Shared Memory Poll Transport

This document describes the shared memory poll transport in RaimaDB. For the following discussion we assume a client running on a micro-controller on an ARM M-Core and a server running under Linux on an ARM A-Core, possibly on the same physical die. This transport is enabled using the TFS URI ‘tfs-shm-poll://0’ and listen on ‘shm_poll’.

Overview of the Transport Layer

RaimaDB uses communication transports to connect and send messages from a RaimaDB client to a RaimaDB TFServer. A message consists of a request initiated from the client with a response from the server.

The request will generally fit within one communication packet between the client and the server. And the response from the server will also generally fit within one communication packet. If not, the request or response will be broken up into multiple packets.

The Shared Memory Poll Transport

One of the transport implementations is the shared memory poll transport that can be used where both the client and the server have access to some shared memory with full coherence between them. It requires a fixed-length memory buffer (64 bytes plus 32KB). This memory buffer may be accessed directly using physical memory addresses or it may be mapped into a virtual address space. These will be physical memory addresses in the case of the M-Core and memory mapped into virtual address space for the A-Core.

The memory buffer contains a header to store the communication status and the message packet being transferred to/from the server.

Header

The shared memory buffer is a 64 bytes header plus a 32KB message buffer. The most essential parts of the header are two message packet sizes.

Client Send Size

The first message packet size is size_to_tfs.
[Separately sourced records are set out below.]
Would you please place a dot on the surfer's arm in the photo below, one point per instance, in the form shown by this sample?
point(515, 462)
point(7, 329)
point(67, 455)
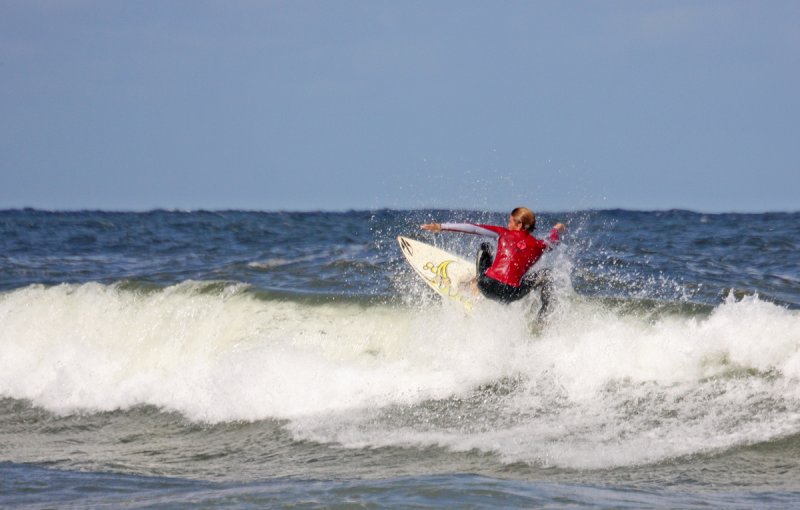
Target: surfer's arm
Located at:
point(466, 228)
This size communicates whether the client has something for the server or not. The client will set the size to a non-zero value, which means that the shared-memory buffer contains a message packet of that size for the server to read. When the server has read the whole message packet the server will set the size back to 0.

When the server sets this size to zero (0), it indicates to the client that it can write the next message packet into the buffer. If there is nothing more to write, the client will wait for the server to handle the request and send a response message packet back to the client.

Client Receive Size

The second packet size is size_from_tfs. This size communicates whether the server has something for the client or not. This works similarly to size_to_tfs except that the roles between the server and the client are switched.

Wasted CPU Cycles

For this shared memory poll transport, there are no other mechanisms between the client and the server. The client will write a message packet into the buffer, update the header size, and wait for a response. The client waits for the response by polling the header for a response from the server.

The client will thereby burn CPU cycles while waiting unless it is preempted by another task/thread. These wasted CPU cycles may not be desirable. However, in the case of the client executing on an M-core CPU and the server executing on an A-core CPU the amount of time the client must wait is expected to be negligible. An A-core typically runs a couple of magnitudes faster than an M-core. Replacing this polling with another synchronization mechanism may therefore lower the overall system performance.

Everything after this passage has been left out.